While testing is usually reserved for people with symptoms, Malcolm said the testing at the armories included people with no symptoms, and that the results could offer another clue as to how many people carry the virus without knowing it.

No vaccine exists for this novel coronavirus, but research results about treatments are emerging.

The University of Minnesota has completed two comparative trials with hydroxychloroquine, a malaria drug that President Donald Trump says he is taking and has championed as a therapy. Published results could come out in the next week or two. On Monday, the World Health Organization halted trials of the drug, citing safety concerns.

The U’s Dr. Susan Kline was a lead author of a study published Friday in the New England Journal of Medicine on remdesivir, a drug that regulates the immune system’s response to infection.

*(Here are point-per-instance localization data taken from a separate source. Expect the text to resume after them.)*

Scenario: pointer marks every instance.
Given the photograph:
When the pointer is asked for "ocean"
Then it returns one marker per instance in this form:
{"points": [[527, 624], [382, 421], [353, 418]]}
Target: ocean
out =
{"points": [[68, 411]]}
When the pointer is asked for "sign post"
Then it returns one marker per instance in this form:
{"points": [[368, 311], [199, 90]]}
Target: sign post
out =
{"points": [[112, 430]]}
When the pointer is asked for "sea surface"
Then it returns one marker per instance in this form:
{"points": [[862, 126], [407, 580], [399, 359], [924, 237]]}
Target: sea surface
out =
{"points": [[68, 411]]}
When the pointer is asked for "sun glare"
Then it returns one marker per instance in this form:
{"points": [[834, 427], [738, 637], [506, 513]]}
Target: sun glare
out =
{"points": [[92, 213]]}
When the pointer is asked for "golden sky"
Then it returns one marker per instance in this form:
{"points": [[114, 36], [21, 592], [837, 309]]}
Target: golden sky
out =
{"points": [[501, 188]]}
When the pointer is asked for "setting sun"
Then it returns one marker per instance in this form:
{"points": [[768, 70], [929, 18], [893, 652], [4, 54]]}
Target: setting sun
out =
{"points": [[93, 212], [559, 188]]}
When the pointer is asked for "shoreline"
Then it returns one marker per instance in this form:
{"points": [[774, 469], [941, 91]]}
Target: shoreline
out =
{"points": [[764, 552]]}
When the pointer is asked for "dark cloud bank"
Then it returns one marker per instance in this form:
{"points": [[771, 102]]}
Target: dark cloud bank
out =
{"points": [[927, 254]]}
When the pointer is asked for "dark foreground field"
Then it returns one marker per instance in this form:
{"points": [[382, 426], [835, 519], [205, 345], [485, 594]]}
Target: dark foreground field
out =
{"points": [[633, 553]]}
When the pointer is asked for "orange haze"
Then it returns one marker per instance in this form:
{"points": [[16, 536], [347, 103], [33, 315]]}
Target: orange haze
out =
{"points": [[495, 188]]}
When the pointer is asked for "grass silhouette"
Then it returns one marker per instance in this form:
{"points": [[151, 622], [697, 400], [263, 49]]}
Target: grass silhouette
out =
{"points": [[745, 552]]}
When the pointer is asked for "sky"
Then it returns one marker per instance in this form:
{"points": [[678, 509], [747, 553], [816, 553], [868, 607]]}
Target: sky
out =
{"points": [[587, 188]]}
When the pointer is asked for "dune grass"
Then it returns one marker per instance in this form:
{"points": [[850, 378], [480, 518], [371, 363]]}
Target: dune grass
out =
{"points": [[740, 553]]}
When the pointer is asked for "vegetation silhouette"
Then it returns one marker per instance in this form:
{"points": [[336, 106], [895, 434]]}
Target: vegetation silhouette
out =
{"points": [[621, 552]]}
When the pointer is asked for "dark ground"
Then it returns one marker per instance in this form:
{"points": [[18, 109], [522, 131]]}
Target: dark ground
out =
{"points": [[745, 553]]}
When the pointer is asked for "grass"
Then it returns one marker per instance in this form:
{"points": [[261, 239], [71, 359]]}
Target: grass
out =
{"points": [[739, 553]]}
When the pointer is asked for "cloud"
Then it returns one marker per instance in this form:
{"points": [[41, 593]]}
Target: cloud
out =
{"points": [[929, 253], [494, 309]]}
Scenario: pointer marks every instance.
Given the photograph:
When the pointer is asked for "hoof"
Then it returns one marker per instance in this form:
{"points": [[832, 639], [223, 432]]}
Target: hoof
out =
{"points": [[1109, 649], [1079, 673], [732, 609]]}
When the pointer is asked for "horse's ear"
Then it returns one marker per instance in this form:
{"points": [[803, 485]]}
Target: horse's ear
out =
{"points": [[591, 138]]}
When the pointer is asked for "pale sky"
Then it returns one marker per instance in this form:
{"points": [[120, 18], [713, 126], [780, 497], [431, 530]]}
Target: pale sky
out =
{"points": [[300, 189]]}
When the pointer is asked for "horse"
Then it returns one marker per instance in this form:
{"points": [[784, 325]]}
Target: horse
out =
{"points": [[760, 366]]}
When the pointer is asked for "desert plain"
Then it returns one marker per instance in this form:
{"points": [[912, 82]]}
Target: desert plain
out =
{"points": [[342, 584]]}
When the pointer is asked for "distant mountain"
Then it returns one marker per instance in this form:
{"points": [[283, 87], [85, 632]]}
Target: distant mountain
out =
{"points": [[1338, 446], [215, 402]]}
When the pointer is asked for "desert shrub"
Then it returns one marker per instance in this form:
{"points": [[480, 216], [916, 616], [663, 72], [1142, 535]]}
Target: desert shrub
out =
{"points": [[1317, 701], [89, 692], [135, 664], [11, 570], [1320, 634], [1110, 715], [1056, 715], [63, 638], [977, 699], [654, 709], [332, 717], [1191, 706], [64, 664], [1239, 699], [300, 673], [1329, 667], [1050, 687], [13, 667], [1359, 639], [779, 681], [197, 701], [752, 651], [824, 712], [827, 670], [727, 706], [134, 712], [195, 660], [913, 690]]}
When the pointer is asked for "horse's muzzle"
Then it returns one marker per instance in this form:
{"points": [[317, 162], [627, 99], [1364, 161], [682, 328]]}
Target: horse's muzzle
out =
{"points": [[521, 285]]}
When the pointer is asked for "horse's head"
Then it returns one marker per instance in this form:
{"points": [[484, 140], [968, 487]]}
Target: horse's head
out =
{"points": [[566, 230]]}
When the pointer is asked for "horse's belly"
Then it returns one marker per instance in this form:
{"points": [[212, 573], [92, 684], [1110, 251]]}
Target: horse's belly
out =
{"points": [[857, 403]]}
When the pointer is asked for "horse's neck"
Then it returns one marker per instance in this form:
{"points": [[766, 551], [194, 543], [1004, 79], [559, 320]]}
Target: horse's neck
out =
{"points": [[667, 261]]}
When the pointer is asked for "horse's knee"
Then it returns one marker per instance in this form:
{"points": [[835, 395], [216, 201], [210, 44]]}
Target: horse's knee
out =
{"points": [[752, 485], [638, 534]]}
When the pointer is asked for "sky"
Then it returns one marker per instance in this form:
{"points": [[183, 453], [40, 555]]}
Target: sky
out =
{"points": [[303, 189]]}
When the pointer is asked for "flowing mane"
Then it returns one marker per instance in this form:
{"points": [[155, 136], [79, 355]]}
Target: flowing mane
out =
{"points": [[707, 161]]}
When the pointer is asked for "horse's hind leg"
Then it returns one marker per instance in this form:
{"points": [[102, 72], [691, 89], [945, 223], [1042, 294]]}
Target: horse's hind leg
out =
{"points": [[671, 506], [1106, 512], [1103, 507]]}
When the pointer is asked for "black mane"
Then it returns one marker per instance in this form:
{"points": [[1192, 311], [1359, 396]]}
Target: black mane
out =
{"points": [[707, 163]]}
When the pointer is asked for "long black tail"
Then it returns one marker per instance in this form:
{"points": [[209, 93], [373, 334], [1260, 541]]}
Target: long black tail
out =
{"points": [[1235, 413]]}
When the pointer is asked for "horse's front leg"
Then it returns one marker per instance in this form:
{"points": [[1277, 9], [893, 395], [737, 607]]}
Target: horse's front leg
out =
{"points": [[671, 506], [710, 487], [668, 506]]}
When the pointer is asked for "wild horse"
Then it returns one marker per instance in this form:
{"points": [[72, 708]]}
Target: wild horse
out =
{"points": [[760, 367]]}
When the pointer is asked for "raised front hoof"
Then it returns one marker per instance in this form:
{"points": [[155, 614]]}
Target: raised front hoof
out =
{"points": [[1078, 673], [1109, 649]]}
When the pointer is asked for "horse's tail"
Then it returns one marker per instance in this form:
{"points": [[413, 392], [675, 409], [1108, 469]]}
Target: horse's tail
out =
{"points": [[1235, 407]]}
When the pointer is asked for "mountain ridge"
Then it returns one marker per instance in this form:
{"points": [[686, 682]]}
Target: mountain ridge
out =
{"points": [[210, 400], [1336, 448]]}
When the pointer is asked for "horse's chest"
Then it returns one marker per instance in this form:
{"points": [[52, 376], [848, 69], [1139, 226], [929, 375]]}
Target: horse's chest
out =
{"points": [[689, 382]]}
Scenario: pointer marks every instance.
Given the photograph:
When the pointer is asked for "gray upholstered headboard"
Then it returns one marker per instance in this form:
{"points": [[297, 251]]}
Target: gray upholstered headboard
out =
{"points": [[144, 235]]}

Recovery times for hospitalized patients with COVID-19 were around 11 days for patients receiving the drug, compared with 15 days for those taking nonmedicating placebo pills.

The death rate for patients on the drug appeared lower as well, but the effect was too small to be statistically significant, Kline said. Faster recovery is an important indicator, though, especially in the absence of proof of other treatments working.

“These are seriously ill people when they’re first admitted to a hospital,” she said. “From a clinician perspective, that is significant if you get someone’s clinical status improved to the point they can go home four days sooner.”

The federal government is regulating distribution of the drug for now for COVID-19 treatment, and has sent 4,946 vials to Minnesota — enough to treat 449 to 824 people depending on dosage levels.

Due to limited quantities, the state issued ethical guidance for prioritizing remdesivir for patients with certain levels of respiratory illness and likelihoods of survival.